Alternatively, if configuration has to be changed programatically and creating new files is not practical, configuration variables can be overriden using the NANOS6_CONFIG_OVERRIDE environment variable. The contents of this variable have to be in the format key1=value1,key2=value2,key3=value3,.... For example, to change the dependency implementation and CTF instrumentation: NANOS6_CONFIG_OVERRIDE="version.dependencies=discrete,version.instrument=ctf" ./ompss-program.

Scheduling options

The scheduling infrastructure provides the following configuration variables to modify the behavior of the task scheduler.

  • scheduler.policy: Specifies whether ready tasks are added to the ready queue using a FIFO (fifo) or a LIFO (lifo) policy. The fifo is the default.
  • scheduler.immediate_successor: Probability of enabling the immediate successor feature to improve cache data reutilization between successor tasks. If enabled, when a CPU finishes a task it starts executing the successor task (computed through their data dependencies). Default is 0.75.
  • scheduler.priority: Boolean indicating whether the scheduler should consider the task priorities defined by the user in the task's priority clause. Enabled by default.

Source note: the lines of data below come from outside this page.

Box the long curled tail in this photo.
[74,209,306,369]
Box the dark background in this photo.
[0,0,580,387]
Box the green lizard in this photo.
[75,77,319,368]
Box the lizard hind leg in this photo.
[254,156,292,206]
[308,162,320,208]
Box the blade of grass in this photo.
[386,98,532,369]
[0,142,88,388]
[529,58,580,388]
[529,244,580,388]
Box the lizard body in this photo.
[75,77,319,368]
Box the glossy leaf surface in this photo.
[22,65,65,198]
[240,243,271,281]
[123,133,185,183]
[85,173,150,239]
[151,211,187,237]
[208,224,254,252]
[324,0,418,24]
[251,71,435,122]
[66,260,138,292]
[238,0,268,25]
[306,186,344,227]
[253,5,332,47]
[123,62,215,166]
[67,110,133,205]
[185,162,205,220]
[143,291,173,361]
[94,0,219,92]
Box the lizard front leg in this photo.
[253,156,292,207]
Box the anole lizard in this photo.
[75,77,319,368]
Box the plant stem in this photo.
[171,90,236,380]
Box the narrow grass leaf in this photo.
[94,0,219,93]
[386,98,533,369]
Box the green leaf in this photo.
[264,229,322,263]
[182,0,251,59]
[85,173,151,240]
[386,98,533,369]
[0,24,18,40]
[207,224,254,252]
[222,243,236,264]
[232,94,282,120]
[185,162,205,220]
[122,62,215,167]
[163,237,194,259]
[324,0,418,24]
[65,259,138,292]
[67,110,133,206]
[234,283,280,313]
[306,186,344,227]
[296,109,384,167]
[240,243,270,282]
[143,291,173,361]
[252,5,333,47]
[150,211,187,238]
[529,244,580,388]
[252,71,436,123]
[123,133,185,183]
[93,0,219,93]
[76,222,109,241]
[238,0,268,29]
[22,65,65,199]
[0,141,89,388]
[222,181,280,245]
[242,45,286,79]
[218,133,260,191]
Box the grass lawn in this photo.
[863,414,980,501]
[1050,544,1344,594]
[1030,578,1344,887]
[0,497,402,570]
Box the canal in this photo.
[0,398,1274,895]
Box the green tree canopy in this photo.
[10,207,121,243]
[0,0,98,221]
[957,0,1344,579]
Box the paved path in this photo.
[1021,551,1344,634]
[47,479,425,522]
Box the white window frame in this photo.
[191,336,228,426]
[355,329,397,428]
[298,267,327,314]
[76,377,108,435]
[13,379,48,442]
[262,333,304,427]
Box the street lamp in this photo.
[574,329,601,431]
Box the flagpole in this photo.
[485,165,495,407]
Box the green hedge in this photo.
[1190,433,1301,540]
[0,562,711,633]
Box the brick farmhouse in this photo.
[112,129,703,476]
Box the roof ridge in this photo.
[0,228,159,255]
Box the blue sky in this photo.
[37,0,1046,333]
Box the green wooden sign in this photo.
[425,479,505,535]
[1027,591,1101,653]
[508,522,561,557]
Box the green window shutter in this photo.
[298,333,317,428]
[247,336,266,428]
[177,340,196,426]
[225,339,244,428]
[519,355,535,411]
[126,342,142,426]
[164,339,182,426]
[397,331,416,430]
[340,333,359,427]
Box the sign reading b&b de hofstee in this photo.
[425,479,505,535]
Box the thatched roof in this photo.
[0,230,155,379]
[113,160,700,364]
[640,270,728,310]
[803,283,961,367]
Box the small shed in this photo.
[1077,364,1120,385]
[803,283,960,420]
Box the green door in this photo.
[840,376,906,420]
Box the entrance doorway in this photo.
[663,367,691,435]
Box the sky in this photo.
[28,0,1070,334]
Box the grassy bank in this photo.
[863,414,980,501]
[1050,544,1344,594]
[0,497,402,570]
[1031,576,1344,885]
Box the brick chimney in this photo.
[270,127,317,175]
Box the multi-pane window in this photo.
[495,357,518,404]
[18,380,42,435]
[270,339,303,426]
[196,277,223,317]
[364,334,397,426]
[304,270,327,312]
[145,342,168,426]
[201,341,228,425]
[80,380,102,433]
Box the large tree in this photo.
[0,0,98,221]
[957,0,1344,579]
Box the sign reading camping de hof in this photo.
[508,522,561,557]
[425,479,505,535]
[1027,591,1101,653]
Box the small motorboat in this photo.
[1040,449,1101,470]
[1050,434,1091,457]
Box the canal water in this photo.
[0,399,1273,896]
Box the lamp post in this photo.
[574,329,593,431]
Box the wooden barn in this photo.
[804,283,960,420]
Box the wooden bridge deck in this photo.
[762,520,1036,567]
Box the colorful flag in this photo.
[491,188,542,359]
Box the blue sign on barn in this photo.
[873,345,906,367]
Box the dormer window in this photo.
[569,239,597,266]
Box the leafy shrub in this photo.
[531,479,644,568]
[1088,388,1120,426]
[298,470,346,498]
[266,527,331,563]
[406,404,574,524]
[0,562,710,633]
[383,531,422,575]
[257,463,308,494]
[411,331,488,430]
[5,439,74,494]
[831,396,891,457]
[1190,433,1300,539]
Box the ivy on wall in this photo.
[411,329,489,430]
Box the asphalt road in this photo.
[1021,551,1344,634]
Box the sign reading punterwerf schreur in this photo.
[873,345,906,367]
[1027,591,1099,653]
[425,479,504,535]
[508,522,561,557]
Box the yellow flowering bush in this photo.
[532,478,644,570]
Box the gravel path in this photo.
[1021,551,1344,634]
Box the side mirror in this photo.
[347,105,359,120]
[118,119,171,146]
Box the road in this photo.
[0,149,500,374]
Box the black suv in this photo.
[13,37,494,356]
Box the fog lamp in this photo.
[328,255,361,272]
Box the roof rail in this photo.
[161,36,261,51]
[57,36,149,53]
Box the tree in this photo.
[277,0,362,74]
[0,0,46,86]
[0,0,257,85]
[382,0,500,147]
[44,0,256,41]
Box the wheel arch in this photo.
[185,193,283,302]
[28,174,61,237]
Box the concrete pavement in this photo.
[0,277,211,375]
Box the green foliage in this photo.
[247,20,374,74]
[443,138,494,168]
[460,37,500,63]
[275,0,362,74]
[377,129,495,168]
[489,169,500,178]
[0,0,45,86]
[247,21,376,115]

Benchmarking, tracing, debugging and other options

There are several Nanos6 variants, each one focusing on different aspects of parallel executions: performance, debugging, instrumentation, etc. Nanos6 applications, unlike Nanos++ applications do not require recompiling their code to generate Extrae traces or to generate additional information. This is instead controlled through configration options, at run time. Users can select a Nanos6 variant when running an application through the version.dependencies, version.instrument and version.debug configuration variables. The next subsections explain the different variants of Nanos6 and how to enable them.

Benchmarking

The default variant is the optimized one, which disables the version.debug (no debug) and the version.instrument to none (no instrumentation). This is compiled with high optimization flags, it does not perform validity checks and does not provide debug information. That is the variant that should be used when performing benchmarking of parallel applications.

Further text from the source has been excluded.